Heroku, a Salesforce company, is an established platform as a service (PaaS) with a process model designed to fit a wide range of distributed applications, which allows for quick deployments. Heroku is not trying to be the provider of all services in the PaaS arena, and this is likely an advantage. Rather than competing with third-party providers by offering their own version of services, Heroku is focusing on core processing and data management while allowing third party vendors to easily offer additional services to Heroku developers.
Heroku was one of the earliest PaaS providers and continues to be almost synonymous with PaaS. The Heroku platform provides abstract computing environments called dynos, which are virtualized Unix-style containers that run processes in isolated environments. Dynos are broadly typed as either web dynos or worker dynos; the former respond to HTTP requests and the latter to task requests in a queue.
Heroku started as a platform for Ruby developers, but has since expanded its language support to include Python, Java, Scala, Cloture and Node.js. While Heroku gives you options with regards to programming languages and application frameworks, it works best for applications that fit well into the Twelve Factor App methodology. This methodology grew out of Heroku designers' experiences so it is in some ways a set of best practices for developing applications for Heroku. At the same time, the principles are general enough to be applicable to the kinds of distributed systems underlying many web applications in general.
Heroku pricing is based on the number and size of dynos deployed, the size of the Postgres database, and add-ons used.

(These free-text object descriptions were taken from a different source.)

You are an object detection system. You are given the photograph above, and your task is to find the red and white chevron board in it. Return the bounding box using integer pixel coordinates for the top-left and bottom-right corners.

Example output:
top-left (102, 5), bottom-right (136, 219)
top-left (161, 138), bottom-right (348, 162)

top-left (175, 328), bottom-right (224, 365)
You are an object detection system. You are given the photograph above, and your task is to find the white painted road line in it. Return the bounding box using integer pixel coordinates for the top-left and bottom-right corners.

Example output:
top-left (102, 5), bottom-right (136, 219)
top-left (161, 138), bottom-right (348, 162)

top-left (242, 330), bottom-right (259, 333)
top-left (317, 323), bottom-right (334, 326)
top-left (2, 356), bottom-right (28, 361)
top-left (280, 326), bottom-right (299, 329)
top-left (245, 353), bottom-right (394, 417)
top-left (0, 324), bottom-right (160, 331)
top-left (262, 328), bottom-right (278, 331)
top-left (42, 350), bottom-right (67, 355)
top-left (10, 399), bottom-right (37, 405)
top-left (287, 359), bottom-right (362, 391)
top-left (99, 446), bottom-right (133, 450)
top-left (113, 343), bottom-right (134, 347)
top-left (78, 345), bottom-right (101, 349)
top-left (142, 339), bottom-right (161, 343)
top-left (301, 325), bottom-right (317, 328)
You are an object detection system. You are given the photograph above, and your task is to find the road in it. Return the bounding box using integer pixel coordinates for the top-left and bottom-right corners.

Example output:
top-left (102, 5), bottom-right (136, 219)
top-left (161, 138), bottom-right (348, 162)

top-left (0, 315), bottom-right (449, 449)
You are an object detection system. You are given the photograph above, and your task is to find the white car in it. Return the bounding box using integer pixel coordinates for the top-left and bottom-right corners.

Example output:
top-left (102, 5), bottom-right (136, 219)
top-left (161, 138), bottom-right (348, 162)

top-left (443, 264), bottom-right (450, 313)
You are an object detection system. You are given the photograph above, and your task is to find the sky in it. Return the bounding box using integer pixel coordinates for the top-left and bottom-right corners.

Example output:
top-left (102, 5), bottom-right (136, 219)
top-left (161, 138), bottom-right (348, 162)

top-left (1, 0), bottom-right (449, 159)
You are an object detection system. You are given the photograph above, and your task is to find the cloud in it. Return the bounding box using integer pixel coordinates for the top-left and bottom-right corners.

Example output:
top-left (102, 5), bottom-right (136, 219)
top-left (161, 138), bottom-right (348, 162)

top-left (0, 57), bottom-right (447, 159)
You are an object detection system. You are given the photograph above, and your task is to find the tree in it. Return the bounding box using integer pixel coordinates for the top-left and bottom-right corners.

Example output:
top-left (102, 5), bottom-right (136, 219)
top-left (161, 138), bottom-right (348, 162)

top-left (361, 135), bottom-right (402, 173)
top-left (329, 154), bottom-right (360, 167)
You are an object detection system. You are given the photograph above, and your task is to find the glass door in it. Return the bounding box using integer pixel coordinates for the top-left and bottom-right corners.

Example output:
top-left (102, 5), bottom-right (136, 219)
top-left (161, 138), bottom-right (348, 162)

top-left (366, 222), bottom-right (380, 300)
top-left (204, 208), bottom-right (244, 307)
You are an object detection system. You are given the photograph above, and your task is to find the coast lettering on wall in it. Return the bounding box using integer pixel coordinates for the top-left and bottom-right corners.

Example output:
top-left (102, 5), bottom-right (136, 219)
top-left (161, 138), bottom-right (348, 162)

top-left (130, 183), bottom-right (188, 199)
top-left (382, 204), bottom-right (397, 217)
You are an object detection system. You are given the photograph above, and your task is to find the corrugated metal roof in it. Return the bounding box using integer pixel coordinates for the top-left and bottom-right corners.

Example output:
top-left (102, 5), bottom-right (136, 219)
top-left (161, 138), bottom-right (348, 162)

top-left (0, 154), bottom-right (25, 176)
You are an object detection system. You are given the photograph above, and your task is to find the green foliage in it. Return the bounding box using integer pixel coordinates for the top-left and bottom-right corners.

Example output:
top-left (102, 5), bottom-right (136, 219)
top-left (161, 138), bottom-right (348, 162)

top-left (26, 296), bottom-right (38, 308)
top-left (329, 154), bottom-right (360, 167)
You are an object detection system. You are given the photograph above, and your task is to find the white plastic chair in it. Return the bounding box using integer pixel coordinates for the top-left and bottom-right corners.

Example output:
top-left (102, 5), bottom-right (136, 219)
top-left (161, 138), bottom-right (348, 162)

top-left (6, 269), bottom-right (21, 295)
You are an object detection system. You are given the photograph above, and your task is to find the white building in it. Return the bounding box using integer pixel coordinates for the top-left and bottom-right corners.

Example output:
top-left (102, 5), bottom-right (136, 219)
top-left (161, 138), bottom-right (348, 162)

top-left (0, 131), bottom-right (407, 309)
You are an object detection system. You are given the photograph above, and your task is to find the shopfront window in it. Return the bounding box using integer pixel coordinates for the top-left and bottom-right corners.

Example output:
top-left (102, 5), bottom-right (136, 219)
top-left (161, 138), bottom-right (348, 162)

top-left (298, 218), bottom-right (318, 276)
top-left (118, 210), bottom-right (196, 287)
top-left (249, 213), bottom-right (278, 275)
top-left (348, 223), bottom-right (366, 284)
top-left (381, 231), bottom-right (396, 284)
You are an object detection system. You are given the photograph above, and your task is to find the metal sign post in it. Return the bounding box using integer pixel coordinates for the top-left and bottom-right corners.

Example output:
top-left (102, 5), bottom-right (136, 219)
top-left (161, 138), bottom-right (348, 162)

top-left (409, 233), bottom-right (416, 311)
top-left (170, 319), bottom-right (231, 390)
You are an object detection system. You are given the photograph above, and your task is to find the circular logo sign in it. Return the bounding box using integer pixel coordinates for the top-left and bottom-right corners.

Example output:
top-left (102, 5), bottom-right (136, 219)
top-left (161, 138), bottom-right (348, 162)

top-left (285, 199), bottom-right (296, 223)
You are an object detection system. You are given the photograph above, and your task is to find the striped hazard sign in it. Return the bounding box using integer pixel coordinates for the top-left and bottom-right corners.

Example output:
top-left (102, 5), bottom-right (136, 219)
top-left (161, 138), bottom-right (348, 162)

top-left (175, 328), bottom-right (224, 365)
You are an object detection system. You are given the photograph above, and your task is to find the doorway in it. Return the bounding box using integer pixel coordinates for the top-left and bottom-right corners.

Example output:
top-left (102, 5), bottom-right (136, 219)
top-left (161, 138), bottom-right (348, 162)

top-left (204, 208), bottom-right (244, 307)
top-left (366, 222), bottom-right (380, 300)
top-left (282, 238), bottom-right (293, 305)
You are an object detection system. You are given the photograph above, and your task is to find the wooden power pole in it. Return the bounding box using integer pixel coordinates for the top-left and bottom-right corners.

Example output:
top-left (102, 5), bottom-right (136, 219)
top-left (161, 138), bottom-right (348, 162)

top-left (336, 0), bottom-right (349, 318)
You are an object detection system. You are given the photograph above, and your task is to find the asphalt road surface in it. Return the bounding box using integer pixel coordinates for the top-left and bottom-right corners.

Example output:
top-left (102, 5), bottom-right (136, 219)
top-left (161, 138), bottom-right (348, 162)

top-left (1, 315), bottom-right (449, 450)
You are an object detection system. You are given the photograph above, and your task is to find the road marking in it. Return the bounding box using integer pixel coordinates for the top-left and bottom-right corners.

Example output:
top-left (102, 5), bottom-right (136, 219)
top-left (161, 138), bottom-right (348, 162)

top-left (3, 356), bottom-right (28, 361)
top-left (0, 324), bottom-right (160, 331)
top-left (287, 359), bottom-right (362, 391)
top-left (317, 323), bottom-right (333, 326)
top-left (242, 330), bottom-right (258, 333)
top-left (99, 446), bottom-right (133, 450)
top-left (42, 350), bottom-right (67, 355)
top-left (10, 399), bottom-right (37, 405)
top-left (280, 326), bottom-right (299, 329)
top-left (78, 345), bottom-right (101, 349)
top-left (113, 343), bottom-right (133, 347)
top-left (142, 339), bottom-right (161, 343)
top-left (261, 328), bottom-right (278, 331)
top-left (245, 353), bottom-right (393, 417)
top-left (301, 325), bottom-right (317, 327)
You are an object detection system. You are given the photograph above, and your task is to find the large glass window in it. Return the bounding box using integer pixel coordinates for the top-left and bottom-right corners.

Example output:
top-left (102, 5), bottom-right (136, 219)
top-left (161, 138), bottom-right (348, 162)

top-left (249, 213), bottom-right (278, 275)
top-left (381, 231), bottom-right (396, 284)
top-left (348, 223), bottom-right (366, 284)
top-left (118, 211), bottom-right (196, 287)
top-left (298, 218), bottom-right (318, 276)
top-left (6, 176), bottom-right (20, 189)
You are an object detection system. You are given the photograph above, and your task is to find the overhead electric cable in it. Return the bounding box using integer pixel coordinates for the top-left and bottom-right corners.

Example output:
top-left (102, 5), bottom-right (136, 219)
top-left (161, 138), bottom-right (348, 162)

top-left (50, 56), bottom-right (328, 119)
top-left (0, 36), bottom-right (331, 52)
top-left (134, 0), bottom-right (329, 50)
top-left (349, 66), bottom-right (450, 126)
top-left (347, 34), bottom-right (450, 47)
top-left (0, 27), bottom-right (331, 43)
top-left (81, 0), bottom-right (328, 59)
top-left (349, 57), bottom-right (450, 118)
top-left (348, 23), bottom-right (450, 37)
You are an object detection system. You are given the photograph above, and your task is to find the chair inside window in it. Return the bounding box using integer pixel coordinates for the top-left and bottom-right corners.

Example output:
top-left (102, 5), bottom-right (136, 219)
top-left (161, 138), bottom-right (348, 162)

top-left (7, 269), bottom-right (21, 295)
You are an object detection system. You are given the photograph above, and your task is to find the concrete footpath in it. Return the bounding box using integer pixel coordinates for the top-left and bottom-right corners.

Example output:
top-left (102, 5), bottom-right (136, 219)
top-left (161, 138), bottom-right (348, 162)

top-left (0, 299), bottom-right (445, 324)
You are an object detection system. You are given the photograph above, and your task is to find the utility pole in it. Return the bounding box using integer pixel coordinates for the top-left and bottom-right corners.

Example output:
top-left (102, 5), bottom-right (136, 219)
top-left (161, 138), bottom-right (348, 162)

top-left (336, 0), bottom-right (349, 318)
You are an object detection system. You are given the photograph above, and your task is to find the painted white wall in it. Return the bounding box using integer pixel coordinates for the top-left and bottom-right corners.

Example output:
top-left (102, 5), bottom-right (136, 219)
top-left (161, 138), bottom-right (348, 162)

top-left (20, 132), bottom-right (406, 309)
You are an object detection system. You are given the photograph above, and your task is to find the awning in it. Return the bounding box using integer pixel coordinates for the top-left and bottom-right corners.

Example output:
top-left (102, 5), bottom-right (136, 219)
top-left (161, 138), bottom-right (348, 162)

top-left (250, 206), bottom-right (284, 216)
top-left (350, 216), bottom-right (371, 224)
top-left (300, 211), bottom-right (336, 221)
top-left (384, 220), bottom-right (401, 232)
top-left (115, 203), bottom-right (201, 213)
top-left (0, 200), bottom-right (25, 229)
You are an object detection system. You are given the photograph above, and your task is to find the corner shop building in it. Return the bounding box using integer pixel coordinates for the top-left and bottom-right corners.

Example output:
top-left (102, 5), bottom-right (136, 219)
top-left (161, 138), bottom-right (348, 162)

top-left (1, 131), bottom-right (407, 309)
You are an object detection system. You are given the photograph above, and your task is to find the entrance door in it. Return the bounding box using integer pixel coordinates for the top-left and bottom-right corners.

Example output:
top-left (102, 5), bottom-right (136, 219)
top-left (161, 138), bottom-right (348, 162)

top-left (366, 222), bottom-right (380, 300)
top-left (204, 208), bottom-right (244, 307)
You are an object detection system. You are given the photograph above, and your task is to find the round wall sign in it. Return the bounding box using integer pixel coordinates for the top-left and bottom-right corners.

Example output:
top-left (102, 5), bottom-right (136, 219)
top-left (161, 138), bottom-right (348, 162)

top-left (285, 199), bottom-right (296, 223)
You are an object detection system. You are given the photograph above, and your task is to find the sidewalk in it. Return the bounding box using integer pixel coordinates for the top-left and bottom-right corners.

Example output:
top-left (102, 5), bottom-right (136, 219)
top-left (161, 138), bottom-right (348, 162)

Dynos are available in two sizes: 1x, which includes 512MB RAM and 1x CPU share for $25 a month, and 2x, which includes 1024MB RAM and 2x CPU share for $50 a month. Add-on pricing varies by product, but the "pay for what you use" model with multiple tiers is typical. For example, charges for the Redis Cloud add-on range from free for 30MB, 30 database connections to one database, to $3,500/month for 50GB with unlimited databases and unlimited connections.
Applications in Heroku are a combination of source code and dependencies, such as packages, modules and libraries that must be available in the runtime environment. Dependencies are described in language specific, declarative formats. For example, Java specifies dependencies in pom.xml files, Ruby uses gemfiles, and Python applications define dependencies in requirements.txt files.
If your application depends on a commonly used framework, like Django or Ruby on Rails, Heroku can determine how to run it. In other cases, you'll have to specify the processes that should be run by listing commands in a process file. The process file lists the command-line to invoke your process, as well as an indication of the process type, such as a web process or a queue-based process. Heroku is well integrated with Git, so a single command can push your application to the remote Heroku repository.
Applications that require persistent storage have access to Heroku Postgres. Your Postgres databases in Heroku are accessible from any Postgres client, whether it is in the cloud or on your local device. Heroku also provides a handy connection string utility to generate language specific connection strings to your database. A couple of especially useful features are the fork and follow commands. The fork command clones a database and allows developers to test changes to database code without risking unwanted changes to data used by others. The follow command is more useful in production since it creates read-only replicas of a database. This is especially helpful for analyzing data and running large batch queries without degrading performance of transaction processing parts in the application.
The Postgres environment includes redo logs which maintain information on all transactions. The redo logs are copied to multiple data centers so that in the event of a hardware failure, the state of the database could be reconstructed.
The Heroku platform includes process management and database services, but that is not always enough. Third party applications, called add-ons, are also available as services within the Heroku platform. The types of add-ons range from data stores and search services to support for mobile devices and SMS messaging. If the relational Postgres database is not a good fit for your persistent data storage needs, you have the option of using Amazon RDS, which offers Oracle, Microsoft SQL Server, and MySQL versions; a couple of MongoDB services; Neo4j, a graph database; as well as three different Redis providers.
The Heroku addon marketplace currently lists nine search services including Solr search services, four log management services, nine queue services, 10 analytics offerings along with other types of components.
We didn't see many shortcomings in Heroku's service offering.